The changes in Sampling of Experience appraisals are, however, different by group. Thus, the health state changes are associated with differential change in this particular appraisal processes. This idea is consistent with the Rapkin and Schwartz theoretical model of response shift [4], which operationalizes response shift as an epiphenomenon that is inferred when changes in appraisal explain the discrepancy between expected and observed outcome scores. Future research should evaluate whether the Rapkin and Schwartz [4] operationalization of response shift is viable given this item-based use of the QOL Appraisal Profile. Although findings from this study serve to validate the profile as a measure of the constructs in the Rapkin and Schwartz model, there is still a need to determine how appraisal assessment can be improved so it behaves more like a psychometric tool.

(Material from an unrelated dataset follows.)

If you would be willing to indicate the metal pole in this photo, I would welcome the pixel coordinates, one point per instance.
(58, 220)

These findings have implications for the responsiveness of patient-reported outcome tools. We know from research on clinically significant change that responsiveness is context-specific. In other words, the magnitude of responsiveness estimates depends on the sample, the intervention, the measures, the period of follow-up, etc. [60]. Based on our findings, both Symptoms Unchanged and Symptoms Worse patients are undergoing notable and distinct changes in different aspects of appraisal processes. It is likely that an outcome tool’s responsiveness is affected by these appraisal changes, and also likely that the minimally important difference of a tool will vary as a function of underlying appraisal processes [61].

It is possible that the appraisal parameters most amenable to change among Symptoms Unchanged patients are relevant to maintaining homeostasis in perceived QOL and a QOL “set point” [62]. Our finding that healthier (Symptoms Unchanged) patients showed greater variability in goal delineation (Frame of Reference) suggests that when symptoms are more stable, people have a broader and more diverse array of goals that they consider when thinking about quality of life. In contrast, sicker (Symptoms Worse) people have more limited foci for their goals but more varied experience sampling. Consequently, they are forced to restrict their goals but think about more varied aspects of their experience in order to adapt to changing circumstances.

Although this study breaks new ground in our understanding of base rate and health-related appraisal changes, the limitations of this study should be acknowledged. First, the data are entirely self-reported, so triangulating patient- and clinician-reported or biological indicators of disease progression is not possible. Second, the analyses are descriptive and many comparisons were computed. Although we reduced the type I error rate by using a Bonferroni adjustment for multiple comparisons, there were still a number of “comparison families” [63] investigated, so a risk remains of finding differences due to chance. The study was also under-powered to detect group-by-time interactions so our findings are likely conservative estimates. The robustness of our findings would thus need to be tested in other independent samples. Finally, the study focused on a sample of chronically ill people and included people with unchanged and worsened symptom experience over 6 months. It is possible that the nature of the sample affected the results. To assess the generalizability of our findings, future research would need to replicate the study on stably healthy people as compared to a group who becomes sick.

In summary, there are notable changes in appraisal among MS patients whose health state is changing, but there are also appraisal fluctuations in stable patients. These fluctuations may reflect how individuals maintain a QOL “set point,” and may provide insight into how variability is necessary for maintaining healthy, dynamic systems [64]. Future research might replicate our study in other patient samples and investigate whether specific patterns of change in appraisal are associated with better or more adaptive QOL outcomes. Meaningful changes in appraisal among patients with worsening symptom experience may reflect response shifts [52], as well as other relevant constructs such as coping flexibility [64], neurocognitive challenges, existential angst, and measurement error [65]. Future research should consider these alternative hypotheses when designing the study so that contrasting hypotheses/theories can be tested.